It was good news for many Hongkongers when new tax rules were launched last month that ease their double-taxation burden when they work on the mainland.
But the rules are being applied differently in various cities, resulting in potential new hurdles for Hong Kong- and Macau-based expats who work part of the year over the border, according to accountants close to the issue.
The new system lightens the tax load for employees of Hong Kong-based companies who work on the mainland by calculating their taxes on a pro-rata basis - depending on what proportion of their time was spent, and income earned, on the mainland.
Some cities, however, require more paperwork from taxpayers than others.
Officials in Shenzhen and Guangzhou say a key document - a tax resident certificate issued by Hong Kong's Inland Revenue Department - is not necessary for Chinese people working for Hong Kong-based companies. They need only show their Hong Kong identity card, according to accountant Sam Pang of Ernst and Young.
In other cities, including Dongguan and Zhuhai, a tax resident certificate is required.
Guangdong tax officials have said that all cities might follow Shenzhen in future and ask for the certificate only in special cases, such as foreigners who claim to pay tax in Hong Kong, said Jacky Chu of PricewaterhouseCoopers.

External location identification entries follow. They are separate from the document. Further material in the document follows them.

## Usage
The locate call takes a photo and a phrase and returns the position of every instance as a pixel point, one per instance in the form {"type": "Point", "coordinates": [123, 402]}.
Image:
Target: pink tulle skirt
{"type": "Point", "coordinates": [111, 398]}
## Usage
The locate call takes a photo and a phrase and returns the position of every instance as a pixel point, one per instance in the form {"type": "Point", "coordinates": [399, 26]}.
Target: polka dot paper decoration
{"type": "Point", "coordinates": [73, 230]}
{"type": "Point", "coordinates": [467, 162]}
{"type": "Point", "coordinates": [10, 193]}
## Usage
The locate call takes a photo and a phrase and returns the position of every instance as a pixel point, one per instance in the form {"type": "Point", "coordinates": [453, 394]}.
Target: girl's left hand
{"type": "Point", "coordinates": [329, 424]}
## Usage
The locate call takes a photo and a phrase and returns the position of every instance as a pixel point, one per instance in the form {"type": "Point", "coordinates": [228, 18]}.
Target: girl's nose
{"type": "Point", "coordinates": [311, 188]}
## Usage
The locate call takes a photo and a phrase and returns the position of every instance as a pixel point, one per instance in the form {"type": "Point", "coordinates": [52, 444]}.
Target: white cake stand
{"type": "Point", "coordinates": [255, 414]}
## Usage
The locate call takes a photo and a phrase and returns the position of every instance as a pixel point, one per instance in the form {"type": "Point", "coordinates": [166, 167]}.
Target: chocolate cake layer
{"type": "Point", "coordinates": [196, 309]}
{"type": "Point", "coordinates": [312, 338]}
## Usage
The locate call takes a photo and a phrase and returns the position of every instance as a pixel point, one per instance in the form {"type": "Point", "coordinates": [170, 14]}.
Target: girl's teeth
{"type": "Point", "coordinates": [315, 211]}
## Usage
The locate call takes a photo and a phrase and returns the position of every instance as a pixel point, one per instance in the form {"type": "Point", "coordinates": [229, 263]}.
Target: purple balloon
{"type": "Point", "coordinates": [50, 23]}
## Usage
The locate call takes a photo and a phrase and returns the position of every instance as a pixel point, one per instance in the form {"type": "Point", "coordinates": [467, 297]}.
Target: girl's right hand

Expats working for Hong Kong-based companies would need the certificate in all mainland cities, the accountants said.
Mainland tax officials had to request the certificate from Hong Kong and this might present some problems, the accountants said. Many mainland officials are unfamiliar with the new system and with Hong Kong's tax bureaucracy.
Pang said: 'We asked different tax bureaus on the mainland and they all had different ideas on how to go about [getting the certificate],' Pang said. 'Many of them don't know how to apply for the form, and are doing it on a case-by-case basis. I'm sure many officers need some time to get used to it, like most new tax rules on the mainland.'
But there is little time to get used to the new system - with a mid-July deadline looming - which went into effect on June 1.
And Hong Kong and Macau employers must file a form - Guoshuifa  No124 - to prove their employees are tax residents of Hong Kong or Macau by mid-July, to avoid them being double-taxed on their entire year's income.
The new tax rule for Hong Kong and Macau residents was announced in a circular issued by the State Administration of Taxation in May, after several years of lobbying for it by businesses. About 175,000 people based in Hong Kong - expats and Chinese alike - will benefit from the rule.
Those who spend fewer than 184 days on the mainland will be taxed on the portion of their salary earned there and number of days they spend on the mainland. For those who spend more than 183 days on the mainland, the pro-rata rate will be based on the proportion of the time they were present on the mainland.
Business owners, some of whom have been paying part of their staff's mainland tax bills, said the change would reduce their financial burden and increase their flexibility in sending Hong Kong employees to work over the border. But some say it will not be enough of an incentive for bosses to hire more Hongkongers for cross-border work.
The 2010-11 financial year saw 10,731 people seek to have their Hong Kong tax bill reduced on the basis that they paid taxes in another jurisdiction after working there for part of the year, government figures show.